Les différentes régions du cerveau associées au langage et à la motricité sont connues depuis le 19e siècle. «On a longtemps cru que l’activité motrice était un épiphénomène de l’activité linguistique, c’est-à-dire que l’on entendait quelque chose et que l’on réagissait ensuite, explique Victor Frak, professeur au Département des sciences de l’activité physique. Or, on commence à comprendre qu’il y a une activité simultanée entre les deux.»
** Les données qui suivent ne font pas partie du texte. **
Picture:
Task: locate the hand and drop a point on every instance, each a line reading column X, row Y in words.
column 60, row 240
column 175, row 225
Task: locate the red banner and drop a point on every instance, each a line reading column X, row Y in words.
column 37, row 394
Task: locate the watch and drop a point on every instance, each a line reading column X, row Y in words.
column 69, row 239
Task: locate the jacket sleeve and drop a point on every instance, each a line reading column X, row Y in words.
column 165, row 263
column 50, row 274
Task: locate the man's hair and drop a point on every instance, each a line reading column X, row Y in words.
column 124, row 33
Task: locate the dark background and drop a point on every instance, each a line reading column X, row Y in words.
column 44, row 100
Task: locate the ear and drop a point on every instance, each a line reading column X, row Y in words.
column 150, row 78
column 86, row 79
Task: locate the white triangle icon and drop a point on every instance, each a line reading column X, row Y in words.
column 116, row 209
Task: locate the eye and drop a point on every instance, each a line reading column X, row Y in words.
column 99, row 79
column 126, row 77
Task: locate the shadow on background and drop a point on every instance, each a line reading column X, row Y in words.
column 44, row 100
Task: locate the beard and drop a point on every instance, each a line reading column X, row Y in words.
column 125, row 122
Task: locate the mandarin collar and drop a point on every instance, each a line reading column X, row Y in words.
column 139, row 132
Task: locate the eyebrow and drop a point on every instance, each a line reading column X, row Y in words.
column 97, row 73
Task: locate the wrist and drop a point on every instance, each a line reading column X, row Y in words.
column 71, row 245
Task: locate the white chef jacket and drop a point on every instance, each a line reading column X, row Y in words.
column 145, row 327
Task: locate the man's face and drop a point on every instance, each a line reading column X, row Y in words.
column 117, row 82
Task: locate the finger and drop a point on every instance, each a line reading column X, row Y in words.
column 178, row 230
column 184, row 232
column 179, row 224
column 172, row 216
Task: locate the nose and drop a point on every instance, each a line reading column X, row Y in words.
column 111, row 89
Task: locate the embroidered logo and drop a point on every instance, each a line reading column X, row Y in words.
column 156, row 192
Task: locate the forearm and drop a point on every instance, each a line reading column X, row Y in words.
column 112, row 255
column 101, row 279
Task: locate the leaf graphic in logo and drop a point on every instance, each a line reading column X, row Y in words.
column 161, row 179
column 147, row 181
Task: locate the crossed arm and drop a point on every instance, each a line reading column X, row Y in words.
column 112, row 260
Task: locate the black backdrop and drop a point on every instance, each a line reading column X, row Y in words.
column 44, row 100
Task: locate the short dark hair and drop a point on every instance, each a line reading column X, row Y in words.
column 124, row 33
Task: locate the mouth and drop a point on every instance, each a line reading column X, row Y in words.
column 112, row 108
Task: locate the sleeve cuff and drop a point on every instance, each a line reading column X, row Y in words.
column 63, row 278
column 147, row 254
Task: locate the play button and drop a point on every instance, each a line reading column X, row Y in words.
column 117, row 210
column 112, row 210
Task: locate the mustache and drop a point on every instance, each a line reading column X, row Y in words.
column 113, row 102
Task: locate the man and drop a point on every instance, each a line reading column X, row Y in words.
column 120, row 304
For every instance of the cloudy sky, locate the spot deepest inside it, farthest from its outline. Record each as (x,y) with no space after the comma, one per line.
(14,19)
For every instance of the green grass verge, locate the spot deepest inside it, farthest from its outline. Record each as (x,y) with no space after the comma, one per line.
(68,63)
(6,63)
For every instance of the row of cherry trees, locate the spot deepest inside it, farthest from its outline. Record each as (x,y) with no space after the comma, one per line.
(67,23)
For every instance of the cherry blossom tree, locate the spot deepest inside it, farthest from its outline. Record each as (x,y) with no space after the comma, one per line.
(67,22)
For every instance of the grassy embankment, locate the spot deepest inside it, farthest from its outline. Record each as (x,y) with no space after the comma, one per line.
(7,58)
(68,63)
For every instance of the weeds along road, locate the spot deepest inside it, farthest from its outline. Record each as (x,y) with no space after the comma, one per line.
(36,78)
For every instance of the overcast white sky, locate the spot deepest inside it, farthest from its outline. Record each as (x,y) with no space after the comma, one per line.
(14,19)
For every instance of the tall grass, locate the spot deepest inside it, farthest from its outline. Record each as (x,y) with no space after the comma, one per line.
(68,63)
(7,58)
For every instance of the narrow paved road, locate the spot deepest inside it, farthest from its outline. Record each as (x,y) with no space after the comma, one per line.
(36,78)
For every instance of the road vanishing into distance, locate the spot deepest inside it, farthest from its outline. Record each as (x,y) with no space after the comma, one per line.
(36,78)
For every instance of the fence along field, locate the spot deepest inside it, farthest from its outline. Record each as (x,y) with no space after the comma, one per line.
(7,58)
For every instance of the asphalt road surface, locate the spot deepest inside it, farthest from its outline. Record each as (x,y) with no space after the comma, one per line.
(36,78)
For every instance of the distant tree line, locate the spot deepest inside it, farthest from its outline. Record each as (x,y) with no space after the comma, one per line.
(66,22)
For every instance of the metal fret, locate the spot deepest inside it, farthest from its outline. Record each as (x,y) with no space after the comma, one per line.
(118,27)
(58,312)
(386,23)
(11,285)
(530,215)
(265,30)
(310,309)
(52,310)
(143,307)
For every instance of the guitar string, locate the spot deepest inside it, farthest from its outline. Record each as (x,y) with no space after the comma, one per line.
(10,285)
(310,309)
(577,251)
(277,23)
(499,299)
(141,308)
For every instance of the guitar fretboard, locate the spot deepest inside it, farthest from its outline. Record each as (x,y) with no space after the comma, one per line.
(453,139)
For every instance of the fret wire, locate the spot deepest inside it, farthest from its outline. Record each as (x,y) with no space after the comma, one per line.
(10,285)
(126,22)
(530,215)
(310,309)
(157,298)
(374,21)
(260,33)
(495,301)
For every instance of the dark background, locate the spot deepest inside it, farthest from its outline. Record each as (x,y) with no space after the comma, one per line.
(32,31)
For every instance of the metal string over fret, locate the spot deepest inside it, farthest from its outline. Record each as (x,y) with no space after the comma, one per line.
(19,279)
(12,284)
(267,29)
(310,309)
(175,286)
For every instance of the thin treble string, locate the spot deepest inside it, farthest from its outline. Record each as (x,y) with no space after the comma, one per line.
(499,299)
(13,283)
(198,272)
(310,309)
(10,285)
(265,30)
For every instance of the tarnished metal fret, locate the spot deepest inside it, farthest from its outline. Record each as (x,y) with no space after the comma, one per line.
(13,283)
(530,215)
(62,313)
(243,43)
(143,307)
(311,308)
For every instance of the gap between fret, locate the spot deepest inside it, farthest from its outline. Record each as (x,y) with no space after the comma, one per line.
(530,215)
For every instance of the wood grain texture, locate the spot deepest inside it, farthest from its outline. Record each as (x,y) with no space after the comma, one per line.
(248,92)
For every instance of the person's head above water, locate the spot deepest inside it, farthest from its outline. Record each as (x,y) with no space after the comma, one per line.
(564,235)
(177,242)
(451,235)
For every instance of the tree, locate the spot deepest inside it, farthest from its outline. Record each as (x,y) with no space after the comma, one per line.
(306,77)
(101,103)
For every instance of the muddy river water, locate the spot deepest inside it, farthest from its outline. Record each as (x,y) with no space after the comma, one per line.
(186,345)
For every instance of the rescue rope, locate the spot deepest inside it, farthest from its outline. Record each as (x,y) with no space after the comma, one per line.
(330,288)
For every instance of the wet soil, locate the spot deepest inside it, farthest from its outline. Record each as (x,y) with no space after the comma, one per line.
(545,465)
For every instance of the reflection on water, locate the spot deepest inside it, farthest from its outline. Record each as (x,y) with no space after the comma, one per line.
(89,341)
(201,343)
Cette connectivité cérébrale – soit la construction de ponts entre les différentes zones du cerveau – a été mise en lumière dans une étude de Victor Frak, publiée récemment dans un numéro spécial de la revue Brain and Cognition (Éditions Elsevier). Le doctorant en biologie David Labrecque et le professeur associé au Département de psychologie Henri Cohen ont également participé à la recherche. Le numéro spécial était dirigé par Victor Frak et Henri Cohen.
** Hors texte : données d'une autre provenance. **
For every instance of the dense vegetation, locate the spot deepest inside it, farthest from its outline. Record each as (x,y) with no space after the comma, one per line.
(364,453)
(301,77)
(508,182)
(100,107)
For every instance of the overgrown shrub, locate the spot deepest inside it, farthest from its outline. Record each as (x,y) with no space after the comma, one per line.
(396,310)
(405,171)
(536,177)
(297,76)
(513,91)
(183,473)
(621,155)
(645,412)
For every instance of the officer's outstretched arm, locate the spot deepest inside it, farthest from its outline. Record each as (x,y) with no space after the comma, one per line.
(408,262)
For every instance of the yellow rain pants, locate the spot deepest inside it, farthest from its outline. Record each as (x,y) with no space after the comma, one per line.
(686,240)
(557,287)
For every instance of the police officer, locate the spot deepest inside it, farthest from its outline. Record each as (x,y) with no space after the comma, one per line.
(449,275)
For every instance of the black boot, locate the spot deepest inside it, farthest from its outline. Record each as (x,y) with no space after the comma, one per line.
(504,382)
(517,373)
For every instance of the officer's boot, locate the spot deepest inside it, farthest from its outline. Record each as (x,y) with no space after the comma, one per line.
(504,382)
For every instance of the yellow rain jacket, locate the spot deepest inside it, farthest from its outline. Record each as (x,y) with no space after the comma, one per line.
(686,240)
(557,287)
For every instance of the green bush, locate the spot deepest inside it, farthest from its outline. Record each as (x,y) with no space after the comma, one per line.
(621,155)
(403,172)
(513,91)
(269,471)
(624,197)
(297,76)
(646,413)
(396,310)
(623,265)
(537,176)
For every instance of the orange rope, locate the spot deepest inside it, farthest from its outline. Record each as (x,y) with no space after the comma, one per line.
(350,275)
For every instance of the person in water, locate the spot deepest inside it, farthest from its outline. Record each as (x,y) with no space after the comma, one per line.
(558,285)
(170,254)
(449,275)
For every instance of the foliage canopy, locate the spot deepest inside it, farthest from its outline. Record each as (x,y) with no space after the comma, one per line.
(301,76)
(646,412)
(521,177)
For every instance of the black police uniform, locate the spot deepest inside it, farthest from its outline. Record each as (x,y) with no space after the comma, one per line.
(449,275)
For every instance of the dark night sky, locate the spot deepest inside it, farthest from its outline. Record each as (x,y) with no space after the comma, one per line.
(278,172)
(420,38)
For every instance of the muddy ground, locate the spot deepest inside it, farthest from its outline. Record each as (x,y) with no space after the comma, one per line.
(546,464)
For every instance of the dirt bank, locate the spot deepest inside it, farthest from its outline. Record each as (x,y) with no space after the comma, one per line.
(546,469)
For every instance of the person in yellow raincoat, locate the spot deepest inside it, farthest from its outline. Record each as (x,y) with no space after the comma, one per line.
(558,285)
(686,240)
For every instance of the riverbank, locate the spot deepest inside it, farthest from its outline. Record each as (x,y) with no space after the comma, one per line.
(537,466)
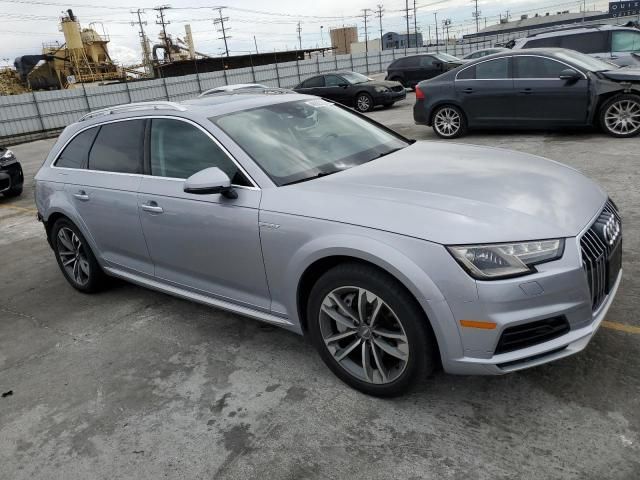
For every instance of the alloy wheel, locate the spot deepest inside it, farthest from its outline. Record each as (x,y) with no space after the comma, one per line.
(363,103)
(73,256)
(364,335)
(447,122)
(623,117)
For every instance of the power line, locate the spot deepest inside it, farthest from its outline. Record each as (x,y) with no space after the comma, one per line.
(221,21)
(161,21)
(379,15)
(365,16)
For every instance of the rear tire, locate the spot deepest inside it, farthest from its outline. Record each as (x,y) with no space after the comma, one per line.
(364,102)
(620,116)
(449,122)
(369,330)
(75,258)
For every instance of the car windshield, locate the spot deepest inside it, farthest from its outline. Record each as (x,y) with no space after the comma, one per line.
(445,57)
(354,78)
(305,139)
(586,61)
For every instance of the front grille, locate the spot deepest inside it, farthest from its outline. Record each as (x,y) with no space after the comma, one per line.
(601,249)
(532,333)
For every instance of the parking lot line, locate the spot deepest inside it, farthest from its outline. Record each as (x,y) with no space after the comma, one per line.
(621,327)
(20,209)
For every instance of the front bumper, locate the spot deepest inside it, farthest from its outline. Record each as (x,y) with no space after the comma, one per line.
(11,176)
(390,97)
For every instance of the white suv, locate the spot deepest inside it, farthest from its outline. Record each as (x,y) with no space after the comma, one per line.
(620,45)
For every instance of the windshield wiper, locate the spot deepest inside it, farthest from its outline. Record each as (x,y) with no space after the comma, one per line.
(312,177)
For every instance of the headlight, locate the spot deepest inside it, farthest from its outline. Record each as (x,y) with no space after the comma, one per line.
(7,157)
(493,261)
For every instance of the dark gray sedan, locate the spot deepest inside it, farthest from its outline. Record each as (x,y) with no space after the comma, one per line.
(535,88)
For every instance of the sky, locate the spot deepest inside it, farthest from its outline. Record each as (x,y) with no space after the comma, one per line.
(27,24)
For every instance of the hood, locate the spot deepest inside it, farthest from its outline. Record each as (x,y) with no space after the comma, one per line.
(626,74)
(450,194)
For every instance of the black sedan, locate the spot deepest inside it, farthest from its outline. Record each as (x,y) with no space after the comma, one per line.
(415,68)
(353,89)
(11,176)
(535,88)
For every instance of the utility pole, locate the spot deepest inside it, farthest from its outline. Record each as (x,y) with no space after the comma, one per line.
(379,15)
(224,36)
(365,15)
(476,15)
(161,21)
(435,14)
(415,22)
(146,57)
(406,10)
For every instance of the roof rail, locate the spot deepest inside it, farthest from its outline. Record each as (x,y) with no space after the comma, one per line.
(575,26)
(130,107)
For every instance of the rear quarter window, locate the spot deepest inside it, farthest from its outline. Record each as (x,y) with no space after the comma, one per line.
(76,153)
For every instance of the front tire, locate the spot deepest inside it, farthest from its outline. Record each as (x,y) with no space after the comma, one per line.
(75,258)
(364,102)
(13,192)
(369,330)
(449,122)
(620,116)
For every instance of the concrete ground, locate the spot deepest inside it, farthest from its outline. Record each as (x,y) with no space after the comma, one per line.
(132,383)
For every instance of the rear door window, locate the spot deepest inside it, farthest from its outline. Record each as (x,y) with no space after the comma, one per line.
(76,153)
(593,42)
(179,149)
(625,41)
(119,147)
(493,69)
(537,67)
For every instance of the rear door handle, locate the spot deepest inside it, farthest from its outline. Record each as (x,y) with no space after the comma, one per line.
(81,195)
(152,207)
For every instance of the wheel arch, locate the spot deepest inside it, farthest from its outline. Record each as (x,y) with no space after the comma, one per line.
(391,262)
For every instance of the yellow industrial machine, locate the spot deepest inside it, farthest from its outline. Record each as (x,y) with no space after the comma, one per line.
(83,58)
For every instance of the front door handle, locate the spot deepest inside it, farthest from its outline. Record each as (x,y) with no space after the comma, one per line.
(152,207)
(81,195)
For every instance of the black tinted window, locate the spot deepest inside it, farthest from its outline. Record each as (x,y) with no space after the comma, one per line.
(468,73)
(406,62)
(551,42)
(76,152)
(314,82)
(119,147)
(333,81)
(493,69)
(178,150)
(594,42)
(537,67)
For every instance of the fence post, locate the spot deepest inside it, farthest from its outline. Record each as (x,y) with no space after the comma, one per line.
(35,102)
(126,85)
(166,90)
(277,72)
(86,98)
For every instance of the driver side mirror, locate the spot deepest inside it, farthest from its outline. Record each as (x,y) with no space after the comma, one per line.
(569,74)
(210,181)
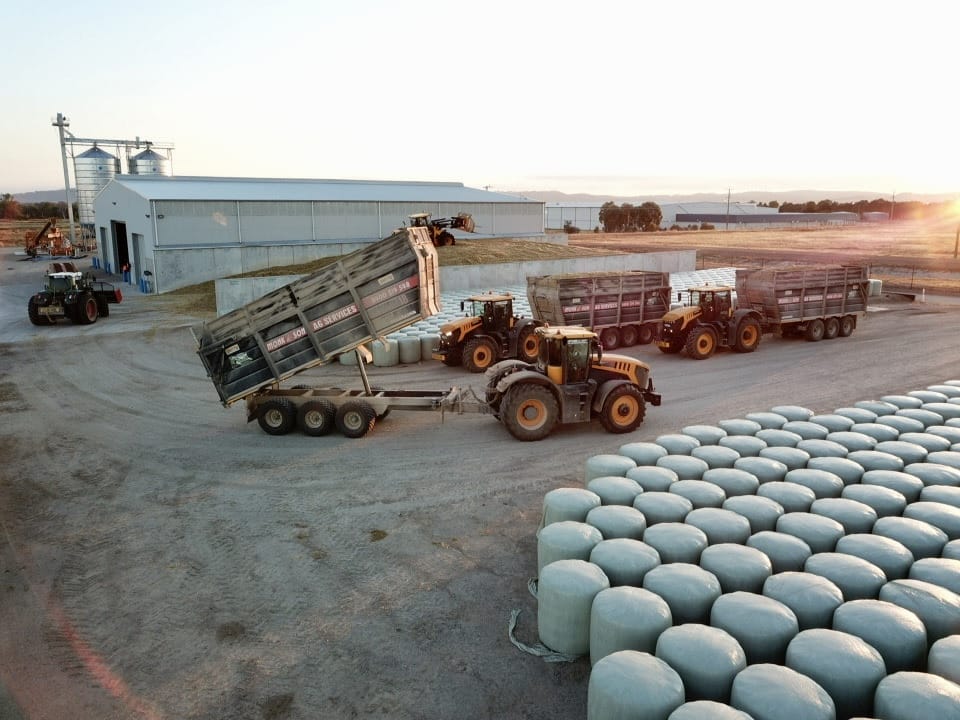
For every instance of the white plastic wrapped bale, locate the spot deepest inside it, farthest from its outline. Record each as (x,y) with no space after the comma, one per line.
(565,540)
(568,504)
(858,579)
(823,483)
(737,567)
(618,521)
(890,555)
(630,684)
(607,464)
(820,533)
(912,695)
(706,658)
(653,479)
(844,665)
(895,632)
(763,626)
(786,552)
(676,542)
(884,501)
(565,594)
(940,515)
(626,618)
(662,507)
(812,598)
(775,692)
(920,538)
(854,516)
(944,658)
(642,453)
(732,481)
(624,561)
(688,589)
(790,496)
(937,607)
(944,572)
(615,489)
(686,467)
Des différences selon l’âge
Dans cette étude, deux groupes – une quinzaine d’enfants de moins de 11 ans et une quinzaine d’adolescents – ont écouté une liste aléatoire de 40 mots, soit 35 noms et 5 verbes: prendre, pincer, découper, colorier et gratter. Les chercheurs ont mesuré la force de préhension générée durant l’écoute des mots à l’aide d’un capteur dans la main des participants.
L’étude a démontré que les adolescents manifestaient une plus grande force de préhension à l’écoute des verbes qu’à l’écoute des noms. À l’inverse, on n’observait pas de différence significative dans le groupe des enfants. «Nous ne sommes pas surpris de ces résultats, affirme Victor Frak. Les ponts entre le lobe pariétal et le lobe frontal du cerveau, responsables du langage et de l’activité motrice, atteignent un niveau de fonctionnement acceptable au début de l’adolescence.»
Ces nouvelles données confirment les résultats d’une étude similaire réalisée par Victor Frak et son équipe chez des sujets adultes. Dans cette étude, publiée il y a quelques années, on avait aussi observé une plus grande force de préhension à l’écoute des verbes d’action.
Simulation motrice
Concrètement, cette connectivité cérébrale entre langage et motricité peut avoir d’importantes retombées pratiques, souligne le chercheur. «On peut, par exemple, stimuler le langage par l’activité motrice chez les personnes dysphasiques ou aphasiques», mentionne Victor Frak.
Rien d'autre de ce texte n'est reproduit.